Теперь вопросы звучали все чаще. Виктору Васильевичу пришлось рассказать обо всем, чем жил он долгие годы. Реплики и вопросы сидевших за столом президиума свидетельствовали о том, что они во всех деталях и подробностях были осведомлены о планах Булавина, о его успехах и неудачах.
Наконец, Булавин умолк, в зале воцарилась напряженная тишина.
- И что же дальше? - с интересом спросил председательствующий.
- Дальше? Дальше нужно продолжать эксперименты, всемерно расширить их, - ответил Булавин.
- Согласен: продолжать, расширять. А где? - вновь быстро спросил председательствующий.
- Очевидно, в институте, - чуть пожал плечами Булавин.
- Согласен и с этим - в институте, - живо отозвался председательствующий. - Но вот где, в каком институте? - жестом остановив приготовившегося ответить Булавина, председательствующий встал, вышел из-за стола и, остановившись рядом с трибуной, заговорил, обращаясь уже ко всему залу:
- А если, товарищи, проверку теоретических расчетов и данных ограниченных лабораторных опытов, - председательствующий чуть выбросил вперед руки, - нам перенести сразу в естественные, так сказать, полевые условия, на природу?
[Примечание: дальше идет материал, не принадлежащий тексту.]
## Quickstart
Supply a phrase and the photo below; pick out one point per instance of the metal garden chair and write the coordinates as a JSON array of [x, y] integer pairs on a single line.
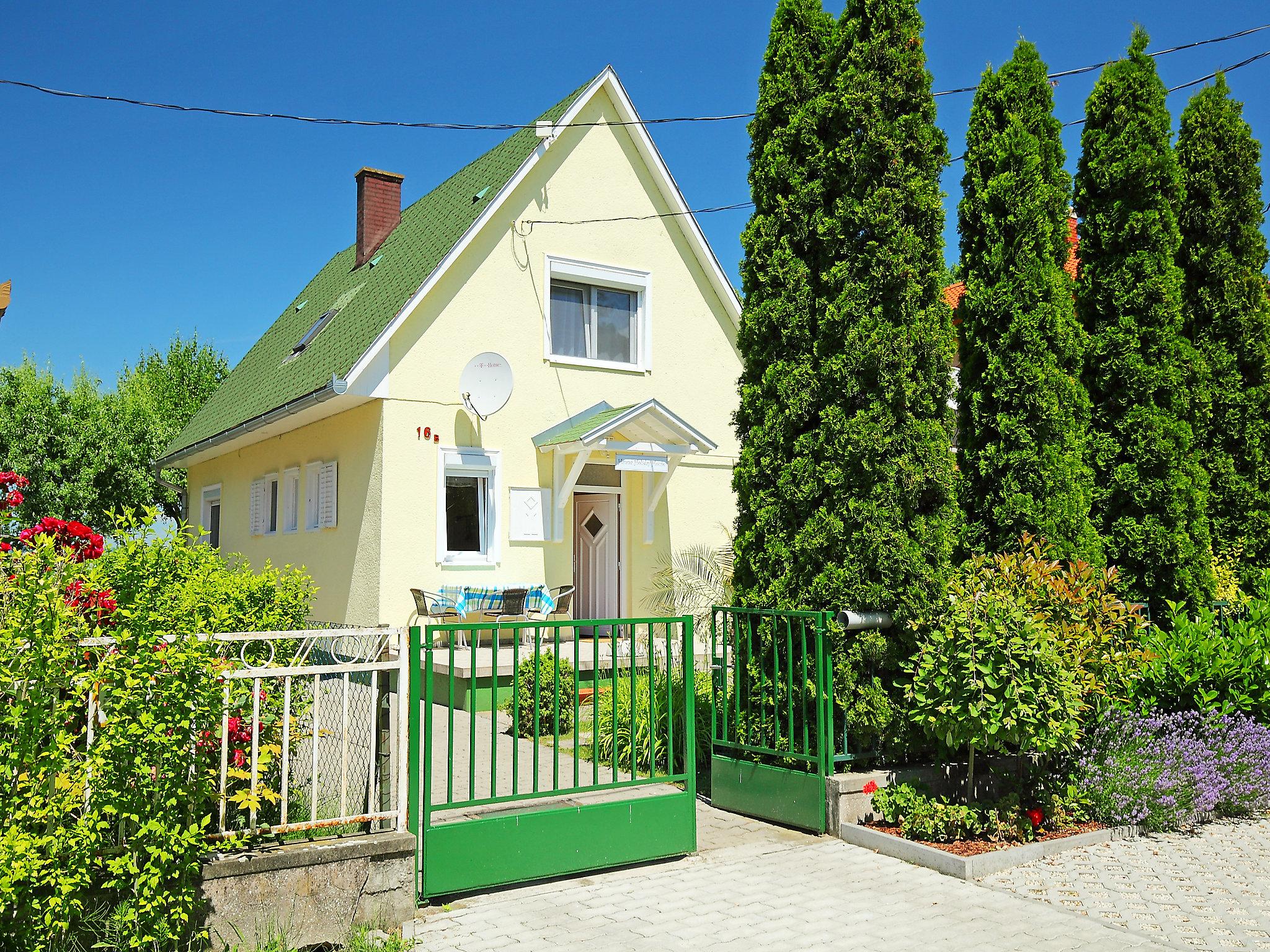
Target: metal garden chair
[[512, 611], [438, 611]]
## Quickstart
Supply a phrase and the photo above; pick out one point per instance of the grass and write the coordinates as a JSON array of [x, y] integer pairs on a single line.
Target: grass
[[358, 941]]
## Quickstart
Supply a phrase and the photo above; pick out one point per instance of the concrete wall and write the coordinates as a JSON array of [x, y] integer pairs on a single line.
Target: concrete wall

Председательствующий, увлеченный своей идеей, заговорил горячо, убежденно:
- Пусть тепло и свет вашего, товарищ Булавин, искусственного Солнца согреют нам хотя бы один квадратный метр почвы, вырастят хотя бы один колос, один цветок. Пусть хотя бы на одном квадратном метре земли будет уголок, независимый от капризов естественного солнца, пусть человек создаст хотя бы крохотный, но собственный, им порожденный мир. Мне кажется, что вы уже сейчас в состоянии это сделать, а такая скромная частная, на первый взгляд, удача, не явится ли она лучшим доказательством вашей правоты, не окрылит ли она вас на достижение новых, более весомых успехов…
Заражаясь взволнованностью и убежденностью председательствующего, Булавин, вначале смутившийся и не знавший, что ему делать: сойти ли с трибуны или продолжать оставаться на ней, быстро произнес:
- Мы - ученые давно мечтали о такой проверке, как вы говорите, на природе, но где, где можно осуществить такую проверку?
- Где? - переспросил председательствующий. И в свойственной ему быстрой и энергичной манере ответил:
- В Сибири! Только в Сибири, товарищ Булавин.
Тогда один из сидевших за столом президиума повернулся к председательствующему и, как бы проверяя свои мысли, негромко произнес:
- Если подумать в этом плане о Крутогорье?
Почувствовав по одобрительным кивкам, что высказал общую мысль, он поднялся и заговорил:
- Недавно мы получили ходатайство Крутогорского обкома партии, товарищи просят усилить работы по изучению области, ускорить ее развитие. А дело это - стоящее. Крутогорье, как уверяют геологи, - удивительная кладовая природных богатств Расположен этот район в Северной Сибири, почти у Полярного круга. Ясно, что в тепле Крутогорье нуждается сильнее многих других областей страны. Крутогорская земля, если ее отогреть, дать ей те миллиарды киловатт энергии, о которых говорил здесь товарищ Булавин, вознаградит нас такими дарами, таким обилием металлов, химических продуктов, что перед ними все древние сказки померкнут.